KEEPING FISH ALIVE
Hardness and pH, What Do I Really Need to Know?
Before adding chemicals to your water, test your tap water. Use any inexpensive water test kit to make your calculations. Write your findings in a log book (I like to use an inexpensive folder or composition book) and keep it with the other aquarium supplies.
Make it a habit in your first year of fish keeping to do a water test on your tank before doing the monthly maintenance on the tank.
This simple task will give you a visual guide to how quickly water in the tank will change in just four weeks.
What is Potential Hydrogen (pH)? pH is the measure of free hydrogen in the water. Don’t worry you do not have to remember this bit. I like to know the meanings of acronyms as it helps me remember their meanings.
Why is pH important? pH is important because it measures water solubility. For instance, water with an alkaline pH of 8.0 has less solubility than water with an acidic pH of 6.0. Meaning that if your aquarium water has a pH of 6.0 other elements (metals/gases) that come into contact with the water will leach into the water more rapidly and easily than if the water had a pH of 7.0 or 8.0. This leaching of elements could be dangerous to your fish. Hence the reason for watching the pH values of your tank.
The pH Scale
We measure pH on a scale of 0.0 (acidic) – 14.0 (alkaline/ basic) pH. For our purposes we want our pH to be as close to neutral (7.0 pH) as we can get. When you are more experienced you can begin playing around with pH levels for certain species of fish.
How To Adjust the pH to the Neutral Zone
When I began keeping fish in the early 1970’s I used the chemicals sodium bicarbonate to make water more alkaline and sodium bi-sulfate to make water more acidic. Today we can purchase pre-mixed and pre-measured chemicals ready for use in your tank. This is as easy and mistake proof as you can get when dealing with pH values in the home aquarium.

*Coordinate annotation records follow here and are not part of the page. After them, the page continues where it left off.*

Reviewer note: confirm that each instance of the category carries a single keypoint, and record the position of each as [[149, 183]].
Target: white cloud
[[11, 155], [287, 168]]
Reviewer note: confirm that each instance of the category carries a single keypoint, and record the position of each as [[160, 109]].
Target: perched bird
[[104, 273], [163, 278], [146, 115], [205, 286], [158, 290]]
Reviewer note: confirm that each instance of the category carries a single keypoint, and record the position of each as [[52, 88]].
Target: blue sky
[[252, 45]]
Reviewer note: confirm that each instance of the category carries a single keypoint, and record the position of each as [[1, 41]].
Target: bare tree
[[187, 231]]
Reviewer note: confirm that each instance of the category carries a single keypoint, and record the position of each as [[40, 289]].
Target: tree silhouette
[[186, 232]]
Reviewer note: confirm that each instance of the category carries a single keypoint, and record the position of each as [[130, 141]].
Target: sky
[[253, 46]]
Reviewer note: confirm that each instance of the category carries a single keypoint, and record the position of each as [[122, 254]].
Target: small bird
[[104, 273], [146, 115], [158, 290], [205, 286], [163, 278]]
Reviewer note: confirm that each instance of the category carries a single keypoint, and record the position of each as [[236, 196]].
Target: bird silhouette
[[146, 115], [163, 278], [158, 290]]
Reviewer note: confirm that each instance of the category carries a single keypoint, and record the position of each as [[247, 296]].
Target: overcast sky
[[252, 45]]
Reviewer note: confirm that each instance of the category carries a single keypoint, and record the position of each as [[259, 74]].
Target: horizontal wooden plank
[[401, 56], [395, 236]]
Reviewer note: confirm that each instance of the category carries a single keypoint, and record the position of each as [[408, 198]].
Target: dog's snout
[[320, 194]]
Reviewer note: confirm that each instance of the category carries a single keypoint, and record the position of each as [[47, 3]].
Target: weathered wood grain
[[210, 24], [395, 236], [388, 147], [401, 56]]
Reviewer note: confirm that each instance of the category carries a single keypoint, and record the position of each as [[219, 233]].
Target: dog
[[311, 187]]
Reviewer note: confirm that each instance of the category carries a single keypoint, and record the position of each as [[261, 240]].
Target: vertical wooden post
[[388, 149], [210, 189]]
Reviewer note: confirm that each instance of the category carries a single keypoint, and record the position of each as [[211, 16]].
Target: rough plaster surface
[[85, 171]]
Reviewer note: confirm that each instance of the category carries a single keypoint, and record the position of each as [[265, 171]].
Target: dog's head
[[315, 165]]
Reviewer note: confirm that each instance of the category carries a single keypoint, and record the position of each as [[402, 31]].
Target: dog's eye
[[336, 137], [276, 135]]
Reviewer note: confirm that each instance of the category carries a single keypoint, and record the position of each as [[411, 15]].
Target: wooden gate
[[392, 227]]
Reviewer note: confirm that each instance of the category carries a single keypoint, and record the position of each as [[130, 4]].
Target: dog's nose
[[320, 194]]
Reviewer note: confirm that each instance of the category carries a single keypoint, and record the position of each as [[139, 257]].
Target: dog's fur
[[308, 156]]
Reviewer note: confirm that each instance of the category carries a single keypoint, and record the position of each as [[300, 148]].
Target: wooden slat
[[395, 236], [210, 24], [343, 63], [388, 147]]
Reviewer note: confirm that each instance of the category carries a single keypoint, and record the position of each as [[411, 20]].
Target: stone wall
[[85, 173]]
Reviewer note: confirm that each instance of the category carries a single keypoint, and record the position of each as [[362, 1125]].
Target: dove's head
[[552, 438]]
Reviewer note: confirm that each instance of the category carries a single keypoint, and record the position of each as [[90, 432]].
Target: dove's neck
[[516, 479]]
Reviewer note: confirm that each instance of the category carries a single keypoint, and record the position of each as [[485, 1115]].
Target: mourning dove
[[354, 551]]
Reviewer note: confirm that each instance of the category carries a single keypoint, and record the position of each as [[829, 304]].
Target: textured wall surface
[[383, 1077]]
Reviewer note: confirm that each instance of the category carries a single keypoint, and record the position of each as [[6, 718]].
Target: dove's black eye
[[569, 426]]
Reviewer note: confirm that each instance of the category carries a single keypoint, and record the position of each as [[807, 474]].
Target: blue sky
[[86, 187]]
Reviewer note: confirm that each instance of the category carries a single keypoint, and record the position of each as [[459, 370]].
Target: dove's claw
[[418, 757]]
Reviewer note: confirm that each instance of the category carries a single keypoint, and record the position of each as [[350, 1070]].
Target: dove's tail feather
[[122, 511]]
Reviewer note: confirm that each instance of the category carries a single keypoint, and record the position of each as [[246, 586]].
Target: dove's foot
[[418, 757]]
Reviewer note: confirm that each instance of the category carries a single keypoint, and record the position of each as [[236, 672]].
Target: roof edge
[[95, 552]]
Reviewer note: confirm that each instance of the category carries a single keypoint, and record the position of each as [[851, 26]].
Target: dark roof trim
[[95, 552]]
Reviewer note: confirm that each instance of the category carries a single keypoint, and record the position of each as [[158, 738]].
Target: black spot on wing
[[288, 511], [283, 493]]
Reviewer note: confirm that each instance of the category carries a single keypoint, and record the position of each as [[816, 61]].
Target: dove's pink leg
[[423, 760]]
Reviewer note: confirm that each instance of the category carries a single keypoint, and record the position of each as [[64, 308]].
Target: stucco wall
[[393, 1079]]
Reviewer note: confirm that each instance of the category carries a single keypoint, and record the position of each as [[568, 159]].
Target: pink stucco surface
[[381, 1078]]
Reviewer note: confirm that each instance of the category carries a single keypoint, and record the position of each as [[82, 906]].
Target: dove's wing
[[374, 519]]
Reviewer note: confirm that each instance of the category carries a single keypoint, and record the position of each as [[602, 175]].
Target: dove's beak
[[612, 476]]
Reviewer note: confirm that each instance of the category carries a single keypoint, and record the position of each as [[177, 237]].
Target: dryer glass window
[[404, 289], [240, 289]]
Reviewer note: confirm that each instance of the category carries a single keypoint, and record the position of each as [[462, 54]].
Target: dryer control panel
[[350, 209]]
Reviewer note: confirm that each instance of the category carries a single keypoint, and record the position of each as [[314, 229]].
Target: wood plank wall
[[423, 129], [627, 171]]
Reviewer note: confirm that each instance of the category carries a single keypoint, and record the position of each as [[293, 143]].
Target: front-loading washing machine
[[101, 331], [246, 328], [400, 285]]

Remember, when adding any chemical please test your water between doses.
Hard Water or Soft Water
Hard water has trace elements and minerals like calcium, potassium, magnesium, manganese, potash and iron in the water. These dissolved minerals make the water hard. The more minerals in the water the harder the water. Less minerals in the water, the water will be less hard.
Water that is completely demineralized through steam distillation is soft and has a hardness of 0.0.
Many of the Amazon Basin fish like somewhat soft water. Goldfish, live bearing fish, African Cichlids and salt water fish like their water hard.
Most water softeners will remove minerals using salt making the water soft. The process also adds salt to your water. The amount of salt added to the water is usually not enough to harm your fish. If your fish need hard water you will need to add trace minerals back into the water. Live bearing fish and goldfish will need trace minerals to replace minerals used in bearing young and rapid growth rates.
City Water or Well Water
If you have city water you need to add a chemical to remove the chlorine and ammonia compound added to the water. Well water does not have any chlorine added to it so you will not need to treat the water for chlorine.